EFFECTS OF THE INVENTION As described in detail above, the present invention provides a pair of variable displacement type swash plate type compressors having a predetermined spring characteristic as the control pressure in which the top dead center of the compression stroke of the rear side compression chamber of the double-headed piston is fixed. Since it is corrected by the spring member, the required control pressure increases (decreases) as the tilt angle increases (decreases) even near the maximum tilt angle, and as with the wobble compressor, it stabilizes from the maximum tilt angle to the minimum tilt angle side. It has an excellent effect that the above-mentioned capacity control can be performed.

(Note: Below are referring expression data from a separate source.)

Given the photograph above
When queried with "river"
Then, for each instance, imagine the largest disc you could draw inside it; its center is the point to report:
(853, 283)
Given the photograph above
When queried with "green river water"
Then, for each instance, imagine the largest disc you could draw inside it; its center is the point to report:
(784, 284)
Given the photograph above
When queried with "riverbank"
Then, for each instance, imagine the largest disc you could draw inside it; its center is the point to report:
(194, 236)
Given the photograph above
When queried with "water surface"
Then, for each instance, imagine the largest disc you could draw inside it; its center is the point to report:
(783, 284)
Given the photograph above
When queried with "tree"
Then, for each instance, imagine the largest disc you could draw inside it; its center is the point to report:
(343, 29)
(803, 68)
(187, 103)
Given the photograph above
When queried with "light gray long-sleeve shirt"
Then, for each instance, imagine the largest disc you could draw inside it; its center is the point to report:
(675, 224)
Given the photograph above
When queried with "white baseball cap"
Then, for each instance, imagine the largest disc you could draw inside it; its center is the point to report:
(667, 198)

[Brief description of drawings]

The drawings show an embodiment embodying the present invention. FIG. 1 is a side sectional view of a compressor and a displacement control valve mechanism, FIG. 2 is a sectional view taken along the line AA of FIG. 1, and FIG. FIG. 4 is a side cross-sectional view showing a displacement operation state, and FIG. 4 is a graph showing fluctuations in control pressure and discharge capacity. A cylinder block 1 forming a housing, a front housing 2 and a rear housing 3, a rotary shaft 4, pressing springs 8 and 36 forming a control pressure correcting means, a guide bush 7, a swash plate 9, a double-headed piston 10, a rear suction chamber. 20 Control pressure chamber 20a, sliding partition 24, capacity control valve mechanism 29, swing center C.

Claims (1)

[Claims] 1. A swash plate chamber for introducing a refrigerant gas, a pair of front and rear suction chambers, a pair of front and rear discharge chambers, and a pair of front and rear cylinder bores connecting these chambers are defined in a housing to form both front and rear suction chambers. Is connected to the swash plate chamber via the suction passage, the front and rear discharge chambers are connected to the compressor outlet for discharging the refrigerant gas through the discharge passage, and the two-headed piston is housed in the front and rear cylinder bores so as to reciprocate. Is rotatably accommodated and supported, and a swash plate is supported on the rotary shaft so as not to be relatively rotatable and swingable back and forth around its peripheral side, and the swing center position is set near the rear cylinder bore. , The reciprocating region of the double-headed piston is set on the rotation region of the center of swinging associated with the rotation of the rotary shaft, and the double-ended piston is reciprocally driven by the rotation of the swash plate. The compression stroke top dead center position and the swash plate type compressor, provided with a control pressure chamber for capacity control, intervene sliding control member to vary the volume of the control pressure chamber,
The control pressure chamber and the discharge pressure region are connected to introduce a refrigerant gas equivalent to the discharge pressure into the control pressure chamber, and the swash plate swinging force generated by the refrigerant gas compression and the control pressure chamber through the swash plate and the sliding control body. The control pressure chamber and the suction pressure region are connected to each other, and a capacity control valve mechanism is interposed on this connection passage, and the swash plate is inclined in the direction of decreasing the inclination angle against the pressure in the control pressure chamber. A control pressure correction means having a pair of spring members for urging is provided, and both spring members increase the spring action force on the swash plate only in the vicinity of the maximum inclination angle of the swash plate in accordance with the increase in the inclination angle. A variable displacement swash plate compressor in which spring characteristics are set so as to shift the spring action start position of the spring member.